Y en aquella esquina nos despedimos con un abrazo muy cariñoso, de esos que sólo pueden dar los que han conocido el sur, luego me alejé con pasito salsero, cantando aquello de "noooooo, no hay que lloraaaaar, pues la vida es un carnaval y es más bello vivir cantandoooooooo..."



*la foto de la entrada es de un mural en la pared de un bar de Colonia que viene a decir, "el amor muere a los 60 grados"

jueves, 23 de septiembre de 2010

de Colonia, de perros y otras hierbas.

Hallooooohalloooooohalloooooooooooo, gritó alguien a lo lejos.

Como apenas había gente, pensé que aquella llamada podría ser para mí, pero no sé por qué, no me dio la gana darme la vuelta, o quizá lo sé, odio que me griten holaaaaaaaaaa para llamar mi atención y más a esas horas de la mañana. Así que continué caminando hasta que aquella voz histérica se acercó tanto que no me quedó más remedio que darme la vuelta.

Me encontré con una mujer de mediana edad y mejillas rojas, que llevaba un turbante mal enrollado del que caía una madeja de pelos rubios secos y que se hacía acompañar por un perro miniatura que apenas le llegaba al tobillo.

-Su perro ha "cagado" en el césped, me dijo a modo de saludo matutino.

-Ya, fue lo único que pude decir ante semejante descubrimiento.

-Levántelo entonces, me dijo.

-Ya lo he hecho, le contesté tranquilamente (mientras mentaba a su madre por lo bajito).

-Nooooooo, no lo ha hecho, me dijo con cara de listilla intentando pillarme en un renuncio.

Me dejó atónita la seguridad de su respuesta y me pareció que aquello se podía convertir en una discusión absurda con una loca que no sabía lo que decía, así que opté por explicarle amablemente, que hacía apenas dos minutos que había levantado de la esquina opuesta las porquerías o "cagadas", si lo prefería, de mi perro.

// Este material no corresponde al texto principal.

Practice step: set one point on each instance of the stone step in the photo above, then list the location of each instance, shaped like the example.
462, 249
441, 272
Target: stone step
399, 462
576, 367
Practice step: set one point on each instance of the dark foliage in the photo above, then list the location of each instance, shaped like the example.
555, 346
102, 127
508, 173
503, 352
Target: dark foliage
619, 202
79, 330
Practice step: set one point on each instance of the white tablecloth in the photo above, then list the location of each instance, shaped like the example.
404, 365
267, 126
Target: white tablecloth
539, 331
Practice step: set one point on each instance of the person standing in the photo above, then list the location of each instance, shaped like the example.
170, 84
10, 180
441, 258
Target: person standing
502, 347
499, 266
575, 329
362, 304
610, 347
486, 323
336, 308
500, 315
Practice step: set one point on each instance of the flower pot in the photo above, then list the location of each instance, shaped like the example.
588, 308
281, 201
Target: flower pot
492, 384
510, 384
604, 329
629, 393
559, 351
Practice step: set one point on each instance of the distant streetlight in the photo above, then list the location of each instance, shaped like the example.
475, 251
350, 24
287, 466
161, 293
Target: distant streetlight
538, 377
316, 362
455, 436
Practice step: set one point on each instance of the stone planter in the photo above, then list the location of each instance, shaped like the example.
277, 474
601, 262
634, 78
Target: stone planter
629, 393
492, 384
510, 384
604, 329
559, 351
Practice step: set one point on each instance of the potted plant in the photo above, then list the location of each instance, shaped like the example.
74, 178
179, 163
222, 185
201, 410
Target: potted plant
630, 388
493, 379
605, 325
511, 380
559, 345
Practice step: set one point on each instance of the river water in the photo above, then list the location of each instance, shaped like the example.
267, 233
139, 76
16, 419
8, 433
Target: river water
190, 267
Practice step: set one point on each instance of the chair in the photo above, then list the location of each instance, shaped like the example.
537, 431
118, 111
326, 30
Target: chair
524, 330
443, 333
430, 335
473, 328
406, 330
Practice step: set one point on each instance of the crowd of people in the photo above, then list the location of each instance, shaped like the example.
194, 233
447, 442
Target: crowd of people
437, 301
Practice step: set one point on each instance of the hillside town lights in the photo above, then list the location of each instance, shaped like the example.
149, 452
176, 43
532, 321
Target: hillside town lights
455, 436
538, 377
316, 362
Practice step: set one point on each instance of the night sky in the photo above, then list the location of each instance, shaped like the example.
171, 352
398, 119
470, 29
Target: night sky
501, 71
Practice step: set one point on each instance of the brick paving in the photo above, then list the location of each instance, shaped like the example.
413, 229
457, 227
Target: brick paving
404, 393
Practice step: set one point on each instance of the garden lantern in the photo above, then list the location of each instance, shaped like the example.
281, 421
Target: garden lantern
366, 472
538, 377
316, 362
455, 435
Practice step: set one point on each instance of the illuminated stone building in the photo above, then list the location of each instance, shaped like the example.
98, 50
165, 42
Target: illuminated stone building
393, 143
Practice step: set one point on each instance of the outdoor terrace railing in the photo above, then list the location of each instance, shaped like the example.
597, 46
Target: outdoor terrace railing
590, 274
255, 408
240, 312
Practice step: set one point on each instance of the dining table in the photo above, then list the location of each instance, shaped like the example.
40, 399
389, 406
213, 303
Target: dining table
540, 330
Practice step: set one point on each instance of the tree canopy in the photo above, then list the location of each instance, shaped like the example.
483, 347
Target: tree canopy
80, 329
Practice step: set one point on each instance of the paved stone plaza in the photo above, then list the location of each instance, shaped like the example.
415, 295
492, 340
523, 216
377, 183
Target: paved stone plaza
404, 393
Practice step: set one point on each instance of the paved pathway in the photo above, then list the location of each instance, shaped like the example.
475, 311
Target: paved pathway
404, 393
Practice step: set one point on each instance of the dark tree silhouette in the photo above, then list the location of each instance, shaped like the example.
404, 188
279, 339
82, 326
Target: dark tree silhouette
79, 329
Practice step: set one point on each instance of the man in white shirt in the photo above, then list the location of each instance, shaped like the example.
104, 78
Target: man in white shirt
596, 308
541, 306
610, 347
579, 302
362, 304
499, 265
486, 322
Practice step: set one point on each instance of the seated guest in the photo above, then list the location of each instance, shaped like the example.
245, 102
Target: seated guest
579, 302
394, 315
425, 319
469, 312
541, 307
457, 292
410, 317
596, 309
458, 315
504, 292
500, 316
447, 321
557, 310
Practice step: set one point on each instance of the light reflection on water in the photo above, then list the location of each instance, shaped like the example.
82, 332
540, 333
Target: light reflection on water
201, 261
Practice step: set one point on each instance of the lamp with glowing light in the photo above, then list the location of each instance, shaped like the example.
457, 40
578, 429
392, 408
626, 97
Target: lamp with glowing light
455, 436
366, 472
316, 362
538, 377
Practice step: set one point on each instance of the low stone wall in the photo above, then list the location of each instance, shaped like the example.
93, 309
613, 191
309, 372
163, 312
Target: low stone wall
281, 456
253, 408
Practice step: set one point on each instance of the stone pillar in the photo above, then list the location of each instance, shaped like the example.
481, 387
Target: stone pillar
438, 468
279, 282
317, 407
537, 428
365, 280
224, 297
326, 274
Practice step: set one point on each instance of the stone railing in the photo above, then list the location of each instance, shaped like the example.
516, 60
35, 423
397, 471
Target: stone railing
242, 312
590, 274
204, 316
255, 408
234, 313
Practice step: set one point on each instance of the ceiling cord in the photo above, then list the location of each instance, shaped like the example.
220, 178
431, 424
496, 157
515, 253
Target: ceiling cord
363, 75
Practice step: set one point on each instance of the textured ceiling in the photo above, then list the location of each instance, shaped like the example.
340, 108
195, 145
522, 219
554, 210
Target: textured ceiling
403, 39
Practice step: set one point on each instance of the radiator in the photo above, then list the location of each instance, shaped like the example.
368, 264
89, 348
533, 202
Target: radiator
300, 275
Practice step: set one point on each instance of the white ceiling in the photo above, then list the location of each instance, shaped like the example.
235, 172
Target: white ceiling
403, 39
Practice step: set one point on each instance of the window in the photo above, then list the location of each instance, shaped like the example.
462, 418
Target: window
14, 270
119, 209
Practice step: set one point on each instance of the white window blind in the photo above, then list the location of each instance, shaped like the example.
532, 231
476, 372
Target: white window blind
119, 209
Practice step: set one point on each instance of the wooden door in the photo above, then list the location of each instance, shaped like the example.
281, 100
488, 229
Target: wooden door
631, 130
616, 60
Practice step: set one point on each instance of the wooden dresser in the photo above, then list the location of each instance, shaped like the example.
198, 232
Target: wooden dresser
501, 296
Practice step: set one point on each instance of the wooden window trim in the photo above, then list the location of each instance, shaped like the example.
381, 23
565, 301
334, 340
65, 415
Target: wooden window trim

-Noooooooo, puso los ojos en blanco, su perro acaba de agacharse aquí mismo y la "cagada" debe estar por aquí.

-Pues se habrá agachado, pero para echar una meadilla, le aclaré.

-Noooooooo, su perro ha "cagado" en el césped, dijo mientras cerraba y abría los ojos a velocidad de vértigo.

-Me pareció que aquella tarada no se iba a dar por vencida, conozco a las de su especie.

-Bueeeeeno, resoplé, pues dígame donde está la mierrrrrda, o si lo prefiere, le muestro el paquetito que acabo de depositar en la papelera, y lo puede echar un vistazo, olerlo, analizarlo, no sé, lo que usted prefiera.

-Ni corta ni perezosa, agachó la cabeza dispuesta a encontrar en el césped la prueba que sería suficiente para montarme un circo de escándalo e incluso echarme de la ciudad. No tuvo éxito.

-Vaya, me dijo entonces con una sonrisita de lo más entusiasta, parece que me he equivocado, los perros se agachan y uno, en la distancia, no puede distinguir realmente lo que están haciendo. A “nosotros” nos gusta mantener la zona limpia, ya me entiende usted. Mi perro, dijo señalando a su miniatura, es tan poca cosa que le dejo andar suelto, total, sus cagaditas ni ensucian ni molestan.

-Ya, le dije agradeciendo tremendamente esta lección de urbanidad. Y me fui ligera, muy ligerita, recordando que a los locos hay que darles siempre la razón.